«Guy Boulanger a consacré sa vie au service des travailleurs dans une perspective de transformation sociale inspirée des valeurs de l’Évangile. La route d’Emmaüs représente très bien l’approche missionnaire envisagée où ceux qui faisaient route avec lui ne l’ont pas reconnu avant qu’il ne pose le geste fraternel de la fraction du pain.»
Ces mots apparaissent au dos d’un livre consacré aux défis qu’a relevés au Chili un groupe de prêtres-ouvriers mis sur pied par le père Guy Boulanger, un missionnaire oblat décédé le dimanche 15 novembre 2020 à l’âge de 94 ans.
«Fidèle aux orientations de Vatican II et de Medellín, Guy Boulanger tire les conséquences logiques de l’ouverture au monde d’une Église qui se veut solidaire des peines et des angoisses des hommes de ce temps. D’un commun accord, ses camarades et lui choisissent d’exercer leur ministère à partir de l’option pour les pauvres qui ne doit être ni désincarnée, ni charitable», ajoute le théologien Yves Carrier dans son livre Théologie pratique de libération au Chili de Salvador Allende, Une expérience d’insertion en milieu ouvrier (L’Harmattan, 2013).

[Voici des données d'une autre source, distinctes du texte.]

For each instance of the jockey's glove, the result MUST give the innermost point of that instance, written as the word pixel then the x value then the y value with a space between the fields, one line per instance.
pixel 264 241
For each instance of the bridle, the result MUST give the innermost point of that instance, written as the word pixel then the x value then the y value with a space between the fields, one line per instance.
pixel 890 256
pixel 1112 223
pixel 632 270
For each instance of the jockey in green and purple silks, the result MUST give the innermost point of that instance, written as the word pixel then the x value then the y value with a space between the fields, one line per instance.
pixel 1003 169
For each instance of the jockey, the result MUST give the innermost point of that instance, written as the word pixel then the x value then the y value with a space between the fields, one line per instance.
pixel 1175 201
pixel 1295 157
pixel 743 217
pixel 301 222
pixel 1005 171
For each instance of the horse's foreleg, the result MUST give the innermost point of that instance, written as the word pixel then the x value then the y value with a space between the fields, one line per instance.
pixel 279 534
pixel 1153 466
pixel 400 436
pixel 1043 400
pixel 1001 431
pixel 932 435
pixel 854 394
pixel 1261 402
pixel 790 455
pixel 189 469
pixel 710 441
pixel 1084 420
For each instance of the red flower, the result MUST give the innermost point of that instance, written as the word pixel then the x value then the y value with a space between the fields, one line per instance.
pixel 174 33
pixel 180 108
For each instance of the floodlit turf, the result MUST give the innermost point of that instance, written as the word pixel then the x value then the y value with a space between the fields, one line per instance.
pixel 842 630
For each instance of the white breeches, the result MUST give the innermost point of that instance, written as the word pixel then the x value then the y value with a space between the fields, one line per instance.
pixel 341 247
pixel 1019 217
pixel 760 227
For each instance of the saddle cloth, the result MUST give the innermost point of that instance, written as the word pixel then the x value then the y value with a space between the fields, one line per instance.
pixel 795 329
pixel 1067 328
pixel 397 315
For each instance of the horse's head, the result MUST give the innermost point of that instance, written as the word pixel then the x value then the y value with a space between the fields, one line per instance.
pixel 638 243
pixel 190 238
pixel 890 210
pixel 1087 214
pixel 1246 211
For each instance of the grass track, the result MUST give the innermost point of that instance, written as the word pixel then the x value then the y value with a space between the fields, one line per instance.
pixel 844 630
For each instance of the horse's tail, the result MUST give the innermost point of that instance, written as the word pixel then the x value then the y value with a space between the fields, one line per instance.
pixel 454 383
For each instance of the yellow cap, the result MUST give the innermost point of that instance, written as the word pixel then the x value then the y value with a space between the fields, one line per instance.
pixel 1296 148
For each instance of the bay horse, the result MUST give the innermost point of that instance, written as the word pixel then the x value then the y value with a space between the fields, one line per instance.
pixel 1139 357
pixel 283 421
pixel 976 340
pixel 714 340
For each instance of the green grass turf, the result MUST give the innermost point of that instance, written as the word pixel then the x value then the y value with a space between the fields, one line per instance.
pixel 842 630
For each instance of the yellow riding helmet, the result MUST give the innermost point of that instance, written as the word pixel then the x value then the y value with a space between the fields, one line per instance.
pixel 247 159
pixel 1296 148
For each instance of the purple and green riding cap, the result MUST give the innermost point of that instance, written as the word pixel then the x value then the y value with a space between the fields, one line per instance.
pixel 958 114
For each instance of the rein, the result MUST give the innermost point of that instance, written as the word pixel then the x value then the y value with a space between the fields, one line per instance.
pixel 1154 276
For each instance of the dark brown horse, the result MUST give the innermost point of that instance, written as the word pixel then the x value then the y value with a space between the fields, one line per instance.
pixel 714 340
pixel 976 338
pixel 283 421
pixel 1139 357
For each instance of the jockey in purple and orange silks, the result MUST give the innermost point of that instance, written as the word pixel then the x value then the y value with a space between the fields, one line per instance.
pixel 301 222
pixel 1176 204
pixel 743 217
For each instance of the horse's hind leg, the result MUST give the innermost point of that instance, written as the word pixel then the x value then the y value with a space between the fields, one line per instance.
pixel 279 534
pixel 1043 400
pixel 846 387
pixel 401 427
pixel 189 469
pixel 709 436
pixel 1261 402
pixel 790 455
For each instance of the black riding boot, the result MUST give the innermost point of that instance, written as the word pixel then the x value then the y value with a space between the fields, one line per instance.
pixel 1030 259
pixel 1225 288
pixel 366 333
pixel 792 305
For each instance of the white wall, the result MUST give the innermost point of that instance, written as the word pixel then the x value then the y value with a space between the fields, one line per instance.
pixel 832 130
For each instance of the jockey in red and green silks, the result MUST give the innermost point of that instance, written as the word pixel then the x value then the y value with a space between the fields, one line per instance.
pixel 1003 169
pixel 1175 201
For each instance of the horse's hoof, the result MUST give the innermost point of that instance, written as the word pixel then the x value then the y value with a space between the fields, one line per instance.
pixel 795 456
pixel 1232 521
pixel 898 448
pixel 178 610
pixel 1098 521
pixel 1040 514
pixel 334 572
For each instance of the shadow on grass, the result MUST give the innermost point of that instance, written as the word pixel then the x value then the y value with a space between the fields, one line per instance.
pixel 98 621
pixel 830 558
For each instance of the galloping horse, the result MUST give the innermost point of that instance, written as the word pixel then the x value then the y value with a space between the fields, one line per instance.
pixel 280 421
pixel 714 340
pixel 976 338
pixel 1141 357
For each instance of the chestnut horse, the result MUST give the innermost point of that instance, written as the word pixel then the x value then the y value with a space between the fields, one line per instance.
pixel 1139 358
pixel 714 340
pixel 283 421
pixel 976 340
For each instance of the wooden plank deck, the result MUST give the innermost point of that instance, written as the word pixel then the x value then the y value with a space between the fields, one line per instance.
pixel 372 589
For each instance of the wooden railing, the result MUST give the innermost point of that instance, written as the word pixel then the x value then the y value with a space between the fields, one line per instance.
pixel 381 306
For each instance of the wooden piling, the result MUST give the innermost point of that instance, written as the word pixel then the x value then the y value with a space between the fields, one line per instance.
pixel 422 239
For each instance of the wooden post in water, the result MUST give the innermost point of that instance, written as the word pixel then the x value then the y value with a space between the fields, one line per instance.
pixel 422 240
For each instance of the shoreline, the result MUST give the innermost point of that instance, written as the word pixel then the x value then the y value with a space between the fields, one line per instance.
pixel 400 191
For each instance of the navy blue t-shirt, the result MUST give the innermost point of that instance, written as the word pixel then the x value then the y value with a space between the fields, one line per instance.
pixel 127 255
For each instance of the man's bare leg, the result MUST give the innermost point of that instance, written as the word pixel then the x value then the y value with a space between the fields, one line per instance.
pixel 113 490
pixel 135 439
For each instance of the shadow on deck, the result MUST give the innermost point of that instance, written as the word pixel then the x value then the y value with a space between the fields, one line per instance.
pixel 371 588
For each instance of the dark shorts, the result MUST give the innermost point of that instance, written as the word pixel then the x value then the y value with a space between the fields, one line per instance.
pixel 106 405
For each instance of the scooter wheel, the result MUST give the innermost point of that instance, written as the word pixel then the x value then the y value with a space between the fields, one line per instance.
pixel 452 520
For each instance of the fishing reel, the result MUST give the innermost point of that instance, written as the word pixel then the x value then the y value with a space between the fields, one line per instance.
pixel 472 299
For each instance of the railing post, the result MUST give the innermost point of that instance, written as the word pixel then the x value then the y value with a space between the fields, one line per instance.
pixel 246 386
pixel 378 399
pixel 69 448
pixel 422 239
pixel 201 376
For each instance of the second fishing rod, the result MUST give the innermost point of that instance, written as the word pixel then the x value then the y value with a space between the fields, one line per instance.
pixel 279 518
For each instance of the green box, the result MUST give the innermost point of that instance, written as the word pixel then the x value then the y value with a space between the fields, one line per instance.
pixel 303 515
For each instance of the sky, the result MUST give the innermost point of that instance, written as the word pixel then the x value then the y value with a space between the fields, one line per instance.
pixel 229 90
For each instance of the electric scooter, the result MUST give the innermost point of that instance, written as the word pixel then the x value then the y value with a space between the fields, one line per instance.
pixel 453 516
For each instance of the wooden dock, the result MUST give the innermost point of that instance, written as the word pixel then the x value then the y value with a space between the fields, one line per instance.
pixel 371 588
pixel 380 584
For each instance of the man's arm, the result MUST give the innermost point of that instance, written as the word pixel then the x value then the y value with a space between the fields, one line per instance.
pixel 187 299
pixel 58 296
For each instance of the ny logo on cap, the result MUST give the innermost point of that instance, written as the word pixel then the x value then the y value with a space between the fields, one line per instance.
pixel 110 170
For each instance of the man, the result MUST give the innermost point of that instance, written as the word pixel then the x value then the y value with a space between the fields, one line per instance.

«Guy Boulanger était un grand pédagogue», raconte Yves Carrier. «Un pédagogue dans le sens évangélique, car il voyait le potentiel de chaque individu et l’amenait à se dépasser. Il a même écrit une méthode pédagogique pour que les jeunes découvrent par eux-mêmes comment orienter leur vie et y donner du sens», ajoute Yves Carrier qui rappelle que Guy Boulanger, revenu au Québec, a participé à la fondation du Centre Jacques-Cartier, un organisme-jeunesse, du Carrefour de pastorale en monde ouvrier (CAPMO), et du groupe d’entraide internationale Spirale qui organise des stages de solidarité au Nicaragua.
Malgré ses réalisations, «c’était un homme très humble», ajoute Yves Carrier, aujourd’hui le coordonnateur du CAPMO (devenu le Carrefour d’animation et de participation pour un monde ouvert).
«Ce n’était pas une vedette, on ne le retrouvait pas sur les tribunes et il n’écrivait pas dans les journaux. Il travaillait en usine, il voulait se mêler à la masse et il prenait la défense des travailleurs. Il ne disait pas qu’il était prêtre. Mais les gens le devinaient assez rapidement.»
Ordonné prêtre en septembre 1952, Guy Boulanger fut missionnaire et prêtre-ouvrier au Chili de 1954 à 1973. Il quitta ce pays, tout juste «une semaine après le coup d’État du général Pinochet», raconte Yves Carrier. «Il y avait des descentes des militaires dans les résidences des prêtres-ouvriers, dont la sienne.» Des leaders syndicalistes et des prêtres, rappelle-t-il, ont été incarcérés et assassinés après le renversement du gouvernement de Salvador Allende par les militaires.
Le missionnaire oblat revient dans la région de Saint-Jérôme et travaille dans une usine de fabrication de panneaux de contreplaqué. «Après cinq années, il a dû cesser à cause de maux de dos». Il décide de retourner au Sud, au Nicaragua plus précisément. Il y resta jusqu’en 1985.
Guy Boulanger s’est toujours engagé auprès de la Jeunesse ouvrière catholique, la JOC, un organisme lancé en Belgique mais présent au Québec grâce à l’oblat Henri Roy. «Il a débuté avec la JOC dès sa jeunesse. Jusqu’à l’âge de 90 ans, il sera actif», ajoute Yves Carrier qui raconte avoir accompagné Guy Boulanger lors d’un voyage au Chili en 2010. «Les jeunes de la JOC qu’il a connus dans les années 1960, dorénavant des retraités, lui ont organisé toute une fête.»
«Il ne parlait pas beaucoup de Jésus, mais Guy Boulanger voyait l’essence divine dans chaque personne», reconnaît son biographe.